Foundation-Year Program
The three Experimental and Foundation Studies (EFS) studios—Drawing, Design and Spatial Dynamics—are built around assignments and critiques that encourage students to think deductively and intuitively, and examine the potential of materials as they take projects from concept to completion.
Faculty members lead group critiques—both during the process and at the end of each project—with peer dialogue playing a critical role in advancing student work.
EFS curriculum
All first-year students are assigned to a section of approximately 20 students who attend the three studio classes together throughout fall semester. Groups are reconstituted going into spring semester so that students work with a different mix of peers during the last half of the year.
During Wintersession—an intensive, five-week session between fall and spring semesters—EFS students are encouraged to select an on-campus course related to their intended major or to select another Liberal Arts or studio course of interest, choosing from classes in all disciplines and available to upperclass and graduate students.
Learning outcomes
Students completing the first year studio programs will be able to:
- approach art and design with a sustained focus and a rigorous methodology that includes the ability to construct a question for inquiry.
- demonstrate the ability to critically analyze their studio work and the work of others within personal, theoretical, cultural, social and historical contexts.
- discuss and implement formal design terms and concepts, and understand the complexity of debate inherent in their application.
- recognize that their sensibilities influence their creative processes and that these are important aspects to consider in their choice of a fine art or design discipline.
Drawing
At RISD students pursue drawing as both a powerful way to investigate the world and an essential activity intrinsic to art and design practice. As a primary mode of inquiry, drawing is central to forming questions and creating knowledge across disciplines.
Instructors encourage students to work responsively and self-critically to embrace the unpredictable intersection of process, idea and media that drawing affords. The studio becomes a laboratory of varied and challenging activities in which to investigate materiality, imagined situations, idea generation and the translation of the observable world. Formal and intellectual risks are encouraged during a sustained engagement with mark-making, perception, abstraction, performance, space and time.

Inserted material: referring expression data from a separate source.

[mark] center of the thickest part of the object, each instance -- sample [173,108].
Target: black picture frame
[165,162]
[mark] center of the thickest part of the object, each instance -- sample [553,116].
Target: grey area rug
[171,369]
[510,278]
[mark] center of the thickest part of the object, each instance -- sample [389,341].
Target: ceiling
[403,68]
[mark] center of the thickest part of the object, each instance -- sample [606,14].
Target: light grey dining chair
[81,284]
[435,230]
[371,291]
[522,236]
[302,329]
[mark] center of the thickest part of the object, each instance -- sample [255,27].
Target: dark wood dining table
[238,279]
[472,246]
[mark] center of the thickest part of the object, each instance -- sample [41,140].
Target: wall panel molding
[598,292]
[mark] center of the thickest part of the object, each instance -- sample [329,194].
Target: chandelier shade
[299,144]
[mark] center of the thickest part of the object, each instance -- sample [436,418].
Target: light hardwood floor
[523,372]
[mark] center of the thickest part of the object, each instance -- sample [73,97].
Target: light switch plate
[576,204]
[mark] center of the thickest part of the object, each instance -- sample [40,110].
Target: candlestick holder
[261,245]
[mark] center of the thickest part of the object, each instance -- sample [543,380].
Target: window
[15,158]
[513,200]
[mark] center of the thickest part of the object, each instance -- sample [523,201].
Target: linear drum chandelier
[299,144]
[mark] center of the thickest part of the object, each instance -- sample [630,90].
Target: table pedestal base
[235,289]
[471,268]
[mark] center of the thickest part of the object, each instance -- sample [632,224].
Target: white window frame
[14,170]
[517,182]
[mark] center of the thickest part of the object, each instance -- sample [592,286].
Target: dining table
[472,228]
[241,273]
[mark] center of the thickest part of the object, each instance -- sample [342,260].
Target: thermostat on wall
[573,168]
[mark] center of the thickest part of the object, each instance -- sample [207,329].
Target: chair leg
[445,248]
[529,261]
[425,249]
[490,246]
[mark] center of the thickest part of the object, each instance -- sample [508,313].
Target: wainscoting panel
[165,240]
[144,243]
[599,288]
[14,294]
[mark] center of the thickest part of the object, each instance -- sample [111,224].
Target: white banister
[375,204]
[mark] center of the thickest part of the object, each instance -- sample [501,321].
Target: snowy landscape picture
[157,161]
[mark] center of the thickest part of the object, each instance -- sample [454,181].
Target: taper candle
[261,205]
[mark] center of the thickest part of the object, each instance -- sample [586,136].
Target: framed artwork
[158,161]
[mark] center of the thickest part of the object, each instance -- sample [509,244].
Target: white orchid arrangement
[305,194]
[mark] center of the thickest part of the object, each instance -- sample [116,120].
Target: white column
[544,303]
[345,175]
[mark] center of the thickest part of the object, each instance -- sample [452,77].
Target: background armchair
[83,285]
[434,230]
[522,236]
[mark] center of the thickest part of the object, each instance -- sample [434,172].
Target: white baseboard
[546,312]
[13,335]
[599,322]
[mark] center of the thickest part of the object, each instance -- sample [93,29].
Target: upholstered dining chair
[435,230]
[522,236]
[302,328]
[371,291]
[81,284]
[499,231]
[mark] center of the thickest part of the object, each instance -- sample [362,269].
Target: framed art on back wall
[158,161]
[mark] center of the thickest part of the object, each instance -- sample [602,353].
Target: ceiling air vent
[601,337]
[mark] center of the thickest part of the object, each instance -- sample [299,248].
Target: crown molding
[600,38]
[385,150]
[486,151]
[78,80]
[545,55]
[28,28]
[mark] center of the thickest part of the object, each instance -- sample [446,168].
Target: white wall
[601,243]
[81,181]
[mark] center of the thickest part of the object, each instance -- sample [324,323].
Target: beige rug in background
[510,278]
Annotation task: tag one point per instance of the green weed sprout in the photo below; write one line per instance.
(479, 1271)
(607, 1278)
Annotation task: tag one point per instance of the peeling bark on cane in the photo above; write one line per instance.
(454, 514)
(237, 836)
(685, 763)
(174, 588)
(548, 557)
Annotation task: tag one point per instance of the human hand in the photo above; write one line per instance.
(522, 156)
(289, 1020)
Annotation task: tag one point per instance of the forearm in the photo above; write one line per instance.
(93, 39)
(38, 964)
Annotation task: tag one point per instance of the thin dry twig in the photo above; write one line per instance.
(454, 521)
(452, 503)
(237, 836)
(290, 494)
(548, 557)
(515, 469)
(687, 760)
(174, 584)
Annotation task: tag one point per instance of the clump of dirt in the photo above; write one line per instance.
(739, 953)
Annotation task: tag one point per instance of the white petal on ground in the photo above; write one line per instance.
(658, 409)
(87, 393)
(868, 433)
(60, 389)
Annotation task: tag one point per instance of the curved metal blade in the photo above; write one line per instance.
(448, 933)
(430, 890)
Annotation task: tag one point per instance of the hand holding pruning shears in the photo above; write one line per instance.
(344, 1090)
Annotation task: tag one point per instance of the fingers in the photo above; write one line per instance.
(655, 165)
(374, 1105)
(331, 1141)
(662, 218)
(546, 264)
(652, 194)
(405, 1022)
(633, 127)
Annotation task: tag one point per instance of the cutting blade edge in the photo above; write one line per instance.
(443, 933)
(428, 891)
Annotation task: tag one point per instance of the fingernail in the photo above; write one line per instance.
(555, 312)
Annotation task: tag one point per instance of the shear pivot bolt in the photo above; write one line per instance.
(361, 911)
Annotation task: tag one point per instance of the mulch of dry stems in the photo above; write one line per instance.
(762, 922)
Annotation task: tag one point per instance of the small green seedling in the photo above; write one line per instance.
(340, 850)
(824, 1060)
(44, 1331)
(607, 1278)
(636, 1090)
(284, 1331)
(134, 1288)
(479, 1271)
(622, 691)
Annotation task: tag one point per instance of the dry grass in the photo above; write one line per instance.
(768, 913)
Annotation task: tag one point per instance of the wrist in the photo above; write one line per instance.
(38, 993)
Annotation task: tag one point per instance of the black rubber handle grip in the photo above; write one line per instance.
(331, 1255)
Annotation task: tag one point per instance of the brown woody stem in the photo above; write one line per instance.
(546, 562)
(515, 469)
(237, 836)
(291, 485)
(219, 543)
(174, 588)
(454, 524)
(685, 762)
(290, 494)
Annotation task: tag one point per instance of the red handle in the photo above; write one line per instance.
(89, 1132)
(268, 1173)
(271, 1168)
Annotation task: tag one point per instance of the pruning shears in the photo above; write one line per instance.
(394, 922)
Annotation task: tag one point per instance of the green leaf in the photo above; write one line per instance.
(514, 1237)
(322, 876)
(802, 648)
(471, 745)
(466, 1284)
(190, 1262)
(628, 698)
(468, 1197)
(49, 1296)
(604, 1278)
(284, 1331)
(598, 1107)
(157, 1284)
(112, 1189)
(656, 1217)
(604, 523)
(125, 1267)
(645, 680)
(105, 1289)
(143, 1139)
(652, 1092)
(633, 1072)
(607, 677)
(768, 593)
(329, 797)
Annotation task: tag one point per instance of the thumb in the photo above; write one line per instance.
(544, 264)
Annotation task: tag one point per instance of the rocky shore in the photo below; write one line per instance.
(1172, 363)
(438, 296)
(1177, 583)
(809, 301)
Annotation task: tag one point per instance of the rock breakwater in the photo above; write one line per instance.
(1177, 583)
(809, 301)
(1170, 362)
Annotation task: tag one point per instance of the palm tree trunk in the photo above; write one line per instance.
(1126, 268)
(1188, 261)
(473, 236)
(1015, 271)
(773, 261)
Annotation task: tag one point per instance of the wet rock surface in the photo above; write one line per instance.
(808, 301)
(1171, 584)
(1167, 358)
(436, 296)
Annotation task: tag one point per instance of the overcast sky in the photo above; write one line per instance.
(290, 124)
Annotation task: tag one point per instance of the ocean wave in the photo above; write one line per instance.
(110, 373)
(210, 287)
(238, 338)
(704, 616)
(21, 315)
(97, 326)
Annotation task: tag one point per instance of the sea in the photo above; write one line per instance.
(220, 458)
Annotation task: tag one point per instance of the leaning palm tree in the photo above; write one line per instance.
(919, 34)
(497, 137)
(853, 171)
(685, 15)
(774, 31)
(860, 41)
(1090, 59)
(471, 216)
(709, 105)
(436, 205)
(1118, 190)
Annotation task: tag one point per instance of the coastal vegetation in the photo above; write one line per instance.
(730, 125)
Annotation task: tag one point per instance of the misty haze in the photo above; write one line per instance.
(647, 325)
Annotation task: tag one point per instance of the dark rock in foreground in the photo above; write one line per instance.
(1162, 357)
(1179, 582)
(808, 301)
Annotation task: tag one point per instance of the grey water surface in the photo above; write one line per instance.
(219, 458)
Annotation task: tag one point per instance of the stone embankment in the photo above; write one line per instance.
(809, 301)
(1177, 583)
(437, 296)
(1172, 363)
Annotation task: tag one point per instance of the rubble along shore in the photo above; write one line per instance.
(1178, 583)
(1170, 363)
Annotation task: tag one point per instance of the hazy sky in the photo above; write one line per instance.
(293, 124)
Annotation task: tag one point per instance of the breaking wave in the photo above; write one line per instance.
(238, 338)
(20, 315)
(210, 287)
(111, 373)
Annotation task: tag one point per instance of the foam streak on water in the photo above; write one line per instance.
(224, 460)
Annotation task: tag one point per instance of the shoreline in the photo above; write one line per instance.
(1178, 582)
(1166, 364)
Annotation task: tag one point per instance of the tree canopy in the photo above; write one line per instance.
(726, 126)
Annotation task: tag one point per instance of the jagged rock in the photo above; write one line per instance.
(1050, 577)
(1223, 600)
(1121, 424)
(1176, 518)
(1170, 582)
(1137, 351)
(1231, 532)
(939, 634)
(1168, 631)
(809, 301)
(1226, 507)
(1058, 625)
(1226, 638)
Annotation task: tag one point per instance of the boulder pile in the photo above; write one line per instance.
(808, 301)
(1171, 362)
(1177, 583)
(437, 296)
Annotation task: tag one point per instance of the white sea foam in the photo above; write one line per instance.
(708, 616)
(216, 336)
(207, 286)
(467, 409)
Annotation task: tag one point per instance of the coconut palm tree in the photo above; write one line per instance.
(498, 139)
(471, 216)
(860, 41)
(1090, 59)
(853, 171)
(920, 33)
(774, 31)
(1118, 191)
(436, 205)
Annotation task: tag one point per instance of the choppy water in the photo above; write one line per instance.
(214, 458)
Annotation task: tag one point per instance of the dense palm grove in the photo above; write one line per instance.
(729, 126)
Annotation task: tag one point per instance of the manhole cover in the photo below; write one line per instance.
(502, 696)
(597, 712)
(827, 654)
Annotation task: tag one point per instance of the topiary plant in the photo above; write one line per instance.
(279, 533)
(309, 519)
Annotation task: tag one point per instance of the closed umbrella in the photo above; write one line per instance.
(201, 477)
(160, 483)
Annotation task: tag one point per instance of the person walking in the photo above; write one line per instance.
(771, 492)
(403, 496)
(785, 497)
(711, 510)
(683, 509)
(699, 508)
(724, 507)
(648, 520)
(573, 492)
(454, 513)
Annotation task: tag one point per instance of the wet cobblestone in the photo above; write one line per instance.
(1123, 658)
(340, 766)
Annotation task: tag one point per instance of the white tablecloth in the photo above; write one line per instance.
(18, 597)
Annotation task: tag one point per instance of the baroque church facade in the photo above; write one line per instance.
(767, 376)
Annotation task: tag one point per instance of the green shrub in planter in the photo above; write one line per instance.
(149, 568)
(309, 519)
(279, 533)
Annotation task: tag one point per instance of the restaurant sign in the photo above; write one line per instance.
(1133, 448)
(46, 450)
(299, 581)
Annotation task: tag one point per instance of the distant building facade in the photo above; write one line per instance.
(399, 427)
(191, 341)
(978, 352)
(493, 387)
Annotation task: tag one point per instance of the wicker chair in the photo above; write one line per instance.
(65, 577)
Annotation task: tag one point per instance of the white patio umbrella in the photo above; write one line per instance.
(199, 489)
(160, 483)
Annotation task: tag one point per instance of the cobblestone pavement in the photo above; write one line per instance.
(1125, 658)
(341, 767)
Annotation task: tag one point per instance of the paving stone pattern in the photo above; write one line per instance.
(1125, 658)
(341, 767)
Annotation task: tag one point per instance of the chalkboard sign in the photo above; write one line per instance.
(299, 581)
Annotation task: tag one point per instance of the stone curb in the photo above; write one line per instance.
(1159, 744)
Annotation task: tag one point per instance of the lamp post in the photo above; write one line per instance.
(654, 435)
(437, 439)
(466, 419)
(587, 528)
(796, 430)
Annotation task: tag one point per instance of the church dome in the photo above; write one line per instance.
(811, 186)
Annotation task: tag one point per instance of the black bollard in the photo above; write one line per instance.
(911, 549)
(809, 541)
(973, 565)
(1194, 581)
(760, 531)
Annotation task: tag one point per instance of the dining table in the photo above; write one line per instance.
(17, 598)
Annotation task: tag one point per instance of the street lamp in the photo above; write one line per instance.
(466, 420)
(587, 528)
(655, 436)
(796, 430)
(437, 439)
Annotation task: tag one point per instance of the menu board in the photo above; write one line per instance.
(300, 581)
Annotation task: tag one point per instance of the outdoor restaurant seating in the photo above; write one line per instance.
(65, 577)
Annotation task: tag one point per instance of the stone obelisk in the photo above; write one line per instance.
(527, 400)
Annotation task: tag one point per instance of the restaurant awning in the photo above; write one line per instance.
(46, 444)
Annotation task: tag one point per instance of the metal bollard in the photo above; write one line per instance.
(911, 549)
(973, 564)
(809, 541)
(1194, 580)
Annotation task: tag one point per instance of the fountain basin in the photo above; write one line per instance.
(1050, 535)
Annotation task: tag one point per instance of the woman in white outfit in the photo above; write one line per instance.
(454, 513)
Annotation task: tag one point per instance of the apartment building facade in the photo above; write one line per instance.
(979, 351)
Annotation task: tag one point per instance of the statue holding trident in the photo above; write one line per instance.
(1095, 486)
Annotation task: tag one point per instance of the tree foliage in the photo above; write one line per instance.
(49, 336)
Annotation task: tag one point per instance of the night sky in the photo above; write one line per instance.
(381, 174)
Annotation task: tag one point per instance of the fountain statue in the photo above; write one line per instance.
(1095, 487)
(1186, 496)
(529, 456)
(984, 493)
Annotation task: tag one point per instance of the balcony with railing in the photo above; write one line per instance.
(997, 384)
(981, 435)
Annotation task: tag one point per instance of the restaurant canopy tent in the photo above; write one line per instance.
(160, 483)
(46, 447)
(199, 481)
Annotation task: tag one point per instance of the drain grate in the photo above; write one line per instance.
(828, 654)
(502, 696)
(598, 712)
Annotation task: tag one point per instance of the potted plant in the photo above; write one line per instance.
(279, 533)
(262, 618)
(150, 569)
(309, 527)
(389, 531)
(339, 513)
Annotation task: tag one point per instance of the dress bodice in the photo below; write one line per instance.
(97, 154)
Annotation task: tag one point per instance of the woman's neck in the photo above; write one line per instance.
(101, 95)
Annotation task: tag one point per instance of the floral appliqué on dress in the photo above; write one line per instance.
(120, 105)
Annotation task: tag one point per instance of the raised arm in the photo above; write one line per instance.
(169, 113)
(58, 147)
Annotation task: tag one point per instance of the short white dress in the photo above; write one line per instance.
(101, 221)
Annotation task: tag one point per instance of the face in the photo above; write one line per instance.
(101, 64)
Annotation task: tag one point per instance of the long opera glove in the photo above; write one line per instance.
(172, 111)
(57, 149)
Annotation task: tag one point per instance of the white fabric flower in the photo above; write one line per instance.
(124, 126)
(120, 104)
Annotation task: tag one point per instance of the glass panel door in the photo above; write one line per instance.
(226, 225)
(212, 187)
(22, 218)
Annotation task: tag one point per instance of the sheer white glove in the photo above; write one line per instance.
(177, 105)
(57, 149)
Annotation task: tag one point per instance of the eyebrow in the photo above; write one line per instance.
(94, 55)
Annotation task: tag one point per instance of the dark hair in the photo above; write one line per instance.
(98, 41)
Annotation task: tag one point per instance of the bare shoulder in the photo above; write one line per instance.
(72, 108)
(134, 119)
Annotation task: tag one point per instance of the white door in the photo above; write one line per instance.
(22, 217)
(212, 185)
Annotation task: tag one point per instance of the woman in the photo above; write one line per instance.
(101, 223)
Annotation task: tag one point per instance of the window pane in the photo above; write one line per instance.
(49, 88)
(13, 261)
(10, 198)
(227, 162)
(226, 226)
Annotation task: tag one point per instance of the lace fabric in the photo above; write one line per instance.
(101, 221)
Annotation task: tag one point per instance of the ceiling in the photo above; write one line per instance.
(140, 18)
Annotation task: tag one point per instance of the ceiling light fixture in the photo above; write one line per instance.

As students learn to trust the drawing process, they better value its potential and accept struggle as positive and necessary to gaining confidence in their own sensibilities.
Design
In Design students explore how to organize visual and other sensory elements in order to understand perceptual attributes and convey meaningful messages through objects, spaces and experiences.
Assignments emphasize the critical and experimental utilization of core design principles and allow for inquiries into scientific, social, cultural, historical, philosophical, technological and political topics. Instructors guide students through progressive investigations in which the act of seeing is amplified by the study of the physiological and cognitive factors that generate perception.
As students demonstrate their understanding of composition, color, narrative, motion, systems and cultural signifiers, they are able to communicate more effectively through design.
Spatial Dynamics
This studio-based inquiry into physical, spatial and temporal phenomena considers force—the consequence of energy— and its effect on structure. In Spatial Dynamics the structures of physical, spatial and temporal phenomena are studied through additive, subtractive, transformative, iterative and ephemeral processes, both analogue and digital.
In referencing the histories and theories of art and design, many assignments include areas of inquiry involving disciplines such as the sciences, music, dance, film and theater. Most encourage students to make preliminary sketches and diagrams as part of a process that entails research, planning and experimentation.